Look at the misogyny in this. What's wrong with describing explicit
sex? What makes detailed description of a man's delight in a woman's body
'overwrought'? (Arnold sneered at Couples that way, not a good sign.)
I would say that Updike's best impulse in writing is ecstatic, and after
childhood sex was where he could still find ecstasy. I didn't like it when
adultery had become his only adventure, but come to think of it that was
Munro too, until quite recently, and I didn't like it in her either. It's
not held against her, though, presumably because she wasn't 'explicit'
about sex. I imagine she'd have liked to write about what sex is actually
like but she was too canny to risk it. That so annoys me. In writing concretely
about sex he was brave - like DH Lawrence - rather than trivial. He got
more trivial when he wasn't writing about sex.

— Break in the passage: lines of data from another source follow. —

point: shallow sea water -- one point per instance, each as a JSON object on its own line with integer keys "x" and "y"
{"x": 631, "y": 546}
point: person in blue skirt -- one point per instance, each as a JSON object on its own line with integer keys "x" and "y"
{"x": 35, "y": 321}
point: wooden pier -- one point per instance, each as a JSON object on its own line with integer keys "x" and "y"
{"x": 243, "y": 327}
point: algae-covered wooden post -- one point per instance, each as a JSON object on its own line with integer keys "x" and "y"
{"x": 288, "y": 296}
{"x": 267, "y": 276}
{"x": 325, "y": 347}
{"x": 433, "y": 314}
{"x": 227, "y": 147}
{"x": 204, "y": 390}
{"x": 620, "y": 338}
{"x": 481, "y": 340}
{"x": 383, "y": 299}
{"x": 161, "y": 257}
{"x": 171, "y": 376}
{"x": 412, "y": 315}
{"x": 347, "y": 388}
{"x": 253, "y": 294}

> I wonder if the virtuoso aspect is what eventually puts people off
Updike? At a certain point, does the reader become surfeited
I don't think so. I think it's that he ran out of topics. Once he was
famous and well off and more happily married he was living so social and
conventional a life that his experience was no longer interesting.
> Oscar Peterson, one of the most brilliant pianists ever, in terms
of speed, precision, attack ... Art Tatum, widely regarded as the having
unequalled pianistic technique ... you also have players like Charlie Parker
and John Coltrane, who could wipe out other sax players technically, but
whose emotional intensity, unique musical personality and stream of ideas
sweep away any doubts.
But being able to move one's fingers quickly and accurately isn't a
good parallel with Updike's grace in writing. Writing a beautiful sentence
is more like a gesture in dance, in which emotional presence and whole-person
intelligence, or their lack, cannot help but show up in plain sight.

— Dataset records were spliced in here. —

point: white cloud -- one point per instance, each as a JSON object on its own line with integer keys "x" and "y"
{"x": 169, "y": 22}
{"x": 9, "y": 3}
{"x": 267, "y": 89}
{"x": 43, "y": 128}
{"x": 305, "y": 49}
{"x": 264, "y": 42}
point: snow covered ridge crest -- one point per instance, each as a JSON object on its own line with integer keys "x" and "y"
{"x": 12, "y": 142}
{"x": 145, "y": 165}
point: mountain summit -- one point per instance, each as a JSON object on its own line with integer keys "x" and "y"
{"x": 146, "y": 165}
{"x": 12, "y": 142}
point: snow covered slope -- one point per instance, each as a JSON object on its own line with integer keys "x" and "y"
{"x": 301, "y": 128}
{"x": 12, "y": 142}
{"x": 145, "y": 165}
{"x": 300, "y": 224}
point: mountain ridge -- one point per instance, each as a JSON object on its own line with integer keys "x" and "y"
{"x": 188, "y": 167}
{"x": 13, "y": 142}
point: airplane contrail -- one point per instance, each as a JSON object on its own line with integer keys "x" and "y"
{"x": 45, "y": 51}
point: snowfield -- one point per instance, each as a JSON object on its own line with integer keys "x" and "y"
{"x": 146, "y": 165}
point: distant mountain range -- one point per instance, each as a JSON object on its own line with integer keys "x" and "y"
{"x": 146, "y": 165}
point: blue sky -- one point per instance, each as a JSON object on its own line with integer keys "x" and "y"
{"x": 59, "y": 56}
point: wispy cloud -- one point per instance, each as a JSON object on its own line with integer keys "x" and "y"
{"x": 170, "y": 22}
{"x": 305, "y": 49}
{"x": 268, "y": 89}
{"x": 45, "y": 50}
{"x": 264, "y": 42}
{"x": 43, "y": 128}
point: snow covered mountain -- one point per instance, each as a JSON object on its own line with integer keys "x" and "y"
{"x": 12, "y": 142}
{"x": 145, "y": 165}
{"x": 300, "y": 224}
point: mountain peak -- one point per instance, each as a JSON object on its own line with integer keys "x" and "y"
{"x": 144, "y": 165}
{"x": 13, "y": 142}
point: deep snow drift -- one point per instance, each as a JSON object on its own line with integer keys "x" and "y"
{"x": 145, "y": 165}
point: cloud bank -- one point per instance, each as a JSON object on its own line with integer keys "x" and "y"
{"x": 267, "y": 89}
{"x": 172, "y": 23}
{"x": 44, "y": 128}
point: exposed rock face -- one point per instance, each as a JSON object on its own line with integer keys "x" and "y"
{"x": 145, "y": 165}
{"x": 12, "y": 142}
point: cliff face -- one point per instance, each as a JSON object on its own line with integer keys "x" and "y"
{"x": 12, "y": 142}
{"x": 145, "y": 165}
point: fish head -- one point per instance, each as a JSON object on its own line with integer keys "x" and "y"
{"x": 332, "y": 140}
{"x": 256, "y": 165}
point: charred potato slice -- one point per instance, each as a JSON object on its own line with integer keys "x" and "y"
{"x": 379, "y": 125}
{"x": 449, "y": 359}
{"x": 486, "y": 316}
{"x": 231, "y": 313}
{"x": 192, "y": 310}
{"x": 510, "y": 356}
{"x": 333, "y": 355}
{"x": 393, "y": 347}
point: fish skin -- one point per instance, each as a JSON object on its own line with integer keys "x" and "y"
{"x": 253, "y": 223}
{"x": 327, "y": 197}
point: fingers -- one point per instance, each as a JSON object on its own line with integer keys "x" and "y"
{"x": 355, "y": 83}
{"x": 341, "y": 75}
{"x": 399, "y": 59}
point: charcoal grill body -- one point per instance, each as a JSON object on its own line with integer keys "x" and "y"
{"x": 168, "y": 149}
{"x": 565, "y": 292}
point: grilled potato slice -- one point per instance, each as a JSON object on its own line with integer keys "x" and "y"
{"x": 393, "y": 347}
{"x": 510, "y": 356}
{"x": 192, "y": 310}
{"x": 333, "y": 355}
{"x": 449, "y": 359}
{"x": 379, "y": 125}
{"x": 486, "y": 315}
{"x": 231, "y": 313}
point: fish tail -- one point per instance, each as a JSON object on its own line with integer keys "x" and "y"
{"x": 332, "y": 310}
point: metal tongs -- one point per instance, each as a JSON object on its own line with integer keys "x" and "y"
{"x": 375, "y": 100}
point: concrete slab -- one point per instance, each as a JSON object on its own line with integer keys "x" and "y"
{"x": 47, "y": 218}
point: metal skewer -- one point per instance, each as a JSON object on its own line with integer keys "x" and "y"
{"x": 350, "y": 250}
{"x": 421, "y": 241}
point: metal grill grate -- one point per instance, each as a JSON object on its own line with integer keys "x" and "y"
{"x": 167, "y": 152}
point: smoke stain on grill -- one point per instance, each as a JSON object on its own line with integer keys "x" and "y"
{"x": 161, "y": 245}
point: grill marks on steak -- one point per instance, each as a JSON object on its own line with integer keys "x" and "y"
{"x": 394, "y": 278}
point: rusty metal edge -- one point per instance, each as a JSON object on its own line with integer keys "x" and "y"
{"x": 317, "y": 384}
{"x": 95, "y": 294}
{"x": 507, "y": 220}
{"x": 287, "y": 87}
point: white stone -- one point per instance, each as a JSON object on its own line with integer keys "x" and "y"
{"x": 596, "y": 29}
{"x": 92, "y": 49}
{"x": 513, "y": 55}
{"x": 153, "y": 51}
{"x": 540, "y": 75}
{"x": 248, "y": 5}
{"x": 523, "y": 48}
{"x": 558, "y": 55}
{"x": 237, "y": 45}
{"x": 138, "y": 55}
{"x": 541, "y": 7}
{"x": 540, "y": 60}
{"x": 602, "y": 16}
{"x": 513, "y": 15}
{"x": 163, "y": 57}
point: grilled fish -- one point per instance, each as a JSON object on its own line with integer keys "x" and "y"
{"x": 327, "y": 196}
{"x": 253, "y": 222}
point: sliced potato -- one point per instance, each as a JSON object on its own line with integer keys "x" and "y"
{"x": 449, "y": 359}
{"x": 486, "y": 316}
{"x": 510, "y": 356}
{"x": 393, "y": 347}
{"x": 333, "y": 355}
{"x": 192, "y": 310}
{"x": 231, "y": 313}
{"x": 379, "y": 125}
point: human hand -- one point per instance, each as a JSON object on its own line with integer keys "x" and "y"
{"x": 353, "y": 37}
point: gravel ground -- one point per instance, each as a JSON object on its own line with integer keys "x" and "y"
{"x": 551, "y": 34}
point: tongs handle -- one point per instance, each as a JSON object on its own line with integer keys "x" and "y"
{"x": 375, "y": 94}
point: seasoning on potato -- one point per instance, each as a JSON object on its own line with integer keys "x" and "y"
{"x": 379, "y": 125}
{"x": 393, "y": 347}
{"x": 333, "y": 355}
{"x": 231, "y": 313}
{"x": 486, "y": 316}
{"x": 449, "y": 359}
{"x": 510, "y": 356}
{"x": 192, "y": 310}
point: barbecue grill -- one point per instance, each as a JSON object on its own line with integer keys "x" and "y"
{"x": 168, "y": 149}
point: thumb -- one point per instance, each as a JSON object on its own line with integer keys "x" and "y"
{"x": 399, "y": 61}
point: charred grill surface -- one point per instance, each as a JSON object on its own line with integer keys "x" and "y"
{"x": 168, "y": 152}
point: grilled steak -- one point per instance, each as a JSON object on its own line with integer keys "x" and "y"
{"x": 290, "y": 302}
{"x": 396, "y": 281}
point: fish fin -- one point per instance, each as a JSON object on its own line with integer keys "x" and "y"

> Can one consider the enough-ness of beauty in terms of actual people?
Did you tend to feel that that quality was sufficient (in some way or another)?
Beauty in people is so tricky a question. For one thing, almost every
person is beautiful in childhood. I've come to feel that beauty in the
young is not much of an indicator of personal quality over time. In adults
it sometimes is, but then again many can be beautiful one moment, and not,
the next, so there it becomes an indicator of momentary state.

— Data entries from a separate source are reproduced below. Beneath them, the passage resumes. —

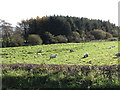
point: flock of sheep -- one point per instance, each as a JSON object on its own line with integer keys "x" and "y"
{"x": 72, "y": 50}
{"x": 55, "y": 55}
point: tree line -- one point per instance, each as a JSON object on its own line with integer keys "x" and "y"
{"x": 56, "y": 29}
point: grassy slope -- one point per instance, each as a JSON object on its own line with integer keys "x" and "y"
{"x": 99, "y": 54}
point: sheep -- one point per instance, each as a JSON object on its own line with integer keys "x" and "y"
{"x": 53, "y": 56}
{"x": 86, "y": 55}
{"x": 40, "y": 51}
{"x": 117, "y": 54}
{"x": 71, "y": 50}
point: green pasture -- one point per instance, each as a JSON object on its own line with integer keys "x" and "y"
{"x": 99, "y": 54}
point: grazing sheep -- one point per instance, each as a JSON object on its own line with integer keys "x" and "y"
{"x": 53, "y": 56}
{"x": 86, "y": 55}
{"x": 40, "y": 51}
{"x": 117, "y": 54}
{"x": 111, "y": 47}
{"x": 71, "y": 50}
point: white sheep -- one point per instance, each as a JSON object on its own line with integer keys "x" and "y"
{"x": 86, "y": 55}
{"x": 53, "y": 56}
{"x": 40, "y": 51}
{"x": 71, "y": 50}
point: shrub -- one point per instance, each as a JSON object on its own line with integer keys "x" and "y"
{"x": 108, "y": 35}
{"x": 61, "y": 39}
{"x": 112, "y": 39}
{"x": 34, "y": 39}
{"x": 49, "y": 38}
{"x": 17, "y": 40}
{"x": 98, "y": 34}
{"x": 74, "y": 37}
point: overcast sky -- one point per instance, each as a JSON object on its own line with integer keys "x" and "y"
{"x": 14, "y": 11}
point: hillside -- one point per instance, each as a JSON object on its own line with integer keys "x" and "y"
{"x": 100, "y": 54}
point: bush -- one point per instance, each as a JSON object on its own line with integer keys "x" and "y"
{"x": 74, "y": 37}
{"x": 61, "y": 39}
{"x": 98, "y": 34}
{"x": 49, "y": 38}
{"x": 112, "y": 39}
{"x": 17, "y": 40}
{"x": 108, "y": 35}
{"x": 34, "y": 39}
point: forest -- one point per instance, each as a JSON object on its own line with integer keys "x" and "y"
{"x": 56, "y": 29}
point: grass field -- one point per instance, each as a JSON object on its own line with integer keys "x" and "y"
{"x": 23, "y": 68}
{"x": 99, "y": 54}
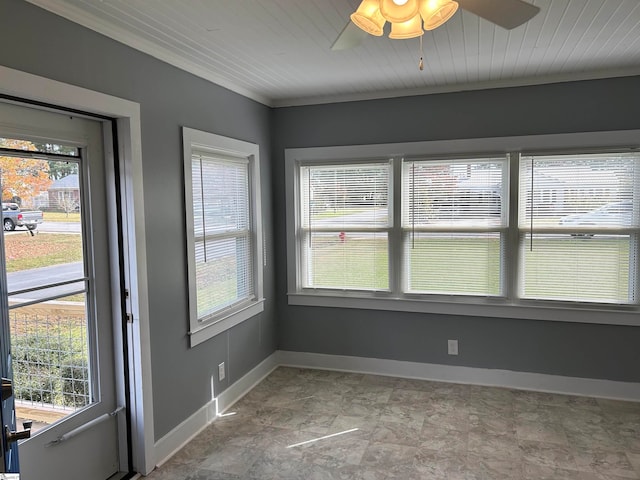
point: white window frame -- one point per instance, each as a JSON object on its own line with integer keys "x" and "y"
{"x": 507, "y": 306}
{"x": 193, "y": 140}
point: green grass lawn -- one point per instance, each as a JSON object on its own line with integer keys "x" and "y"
{"x": 61, "y": 217}
{"x": 24, "y": 252}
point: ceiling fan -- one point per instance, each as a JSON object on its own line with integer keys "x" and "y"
{"x": 408, "y": 17}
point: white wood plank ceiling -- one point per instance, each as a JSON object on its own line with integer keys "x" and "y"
{"x": 278, "y": 51}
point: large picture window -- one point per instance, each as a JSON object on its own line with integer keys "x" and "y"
{"x": 223, "y": 231}
{"x": 519, "y": 234}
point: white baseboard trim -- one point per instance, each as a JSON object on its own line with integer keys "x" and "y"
{"x": 173, "y": 441}
{"x": 177, "y": 438}
{"x": 469, "y": 375}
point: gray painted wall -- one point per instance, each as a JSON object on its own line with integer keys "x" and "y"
{"x": 580, "y": 350}
{"x": 39, "y": 42}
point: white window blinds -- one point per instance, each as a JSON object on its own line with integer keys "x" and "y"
{"x": 579, "y": 226}
{"x": 345, "y": 215}
{"x": 453, "y": 216}
{"x": 222, "y": 233}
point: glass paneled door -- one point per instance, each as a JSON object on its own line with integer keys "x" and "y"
{"x": 57, "y": 316}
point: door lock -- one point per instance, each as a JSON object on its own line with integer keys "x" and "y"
{"x": 11, "y": 436}
{"x": 7, "y": 388}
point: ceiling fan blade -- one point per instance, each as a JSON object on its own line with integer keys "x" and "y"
{"x": 508, "y": 14}
{"x": 350, "y": 37}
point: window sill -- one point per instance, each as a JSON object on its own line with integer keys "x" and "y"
{"x": 206, "y": 331}
{"x": 479, "y": 307}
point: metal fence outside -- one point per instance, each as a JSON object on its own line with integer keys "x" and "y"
{"x": 50, "y": 356}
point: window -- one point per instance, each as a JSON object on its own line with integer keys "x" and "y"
{"x": 578, "y": 228}
{"x": 435, "y": 229}
{"x": 223, "y": 232}
{"x": 453, "y": 221}
{"x": 345, "y": 226}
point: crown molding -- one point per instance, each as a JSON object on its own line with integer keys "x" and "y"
{"x": 70, "y": 12}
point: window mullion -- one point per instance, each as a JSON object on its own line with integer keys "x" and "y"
{"x": 511, "y": 253}
{"x": 397, "y": 272}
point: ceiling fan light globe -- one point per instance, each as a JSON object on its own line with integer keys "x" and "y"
{"x": 399, "y": 13}
{"x": 409, "y": 29}
{"x": 437, "y": 12}
{"x": 368, "y": 17}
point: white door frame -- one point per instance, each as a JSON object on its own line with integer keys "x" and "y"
{"x": 127, "y": 114}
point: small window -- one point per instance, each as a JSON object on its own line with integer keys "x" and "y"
{"x": 581, "y": 246}
{"x": 223, "y": 231}
{"x": 345, "y": 226}
{"x": 453, "y": 220}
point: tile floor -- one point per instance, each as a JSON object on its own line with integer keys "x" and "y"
{"x": 317, "y": 425}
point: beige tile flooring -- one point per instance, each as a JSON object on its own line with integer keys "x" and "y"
{"x": 317, "y": 425}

A complication is that when people are thought beautiful they have too
much or too easy social power and that can give a murky insecure sense
of unearned privilege, of being rotten at the core. Paul Newman was an
example of someone who didn't let it do that to him.
Another complication is that one is hated for it by those who don't
have the access it gives. Tom has spoken of the automatic hostility he's
felt all his life from other men who assume he can get what they can't
(chicks for free). I think it must have been that way for Luke too. When
I've had very pretty female students I've asked them to look at the subliminal
current of hatred they've had to face on account of it, often even with
their mothers.
- Another complication is that for many people the perception of beauty
has been so fraught they have given up on it and have had to lapse into
a blank conventionality about it. They find beautiful what other people
have said is beautiful and keep the whole mess penned up in Hollywood gossip
etc.
November 6
There's been a time change and it's colder at night. It's the season
honey bees drop dead on the floor. The roof cracks hard at night. I'll get
out the winter duvet.
Sunrise has been a narrow wide band, orange and then gold. That dimmed
and now there's hotter local orange in the sun's direction.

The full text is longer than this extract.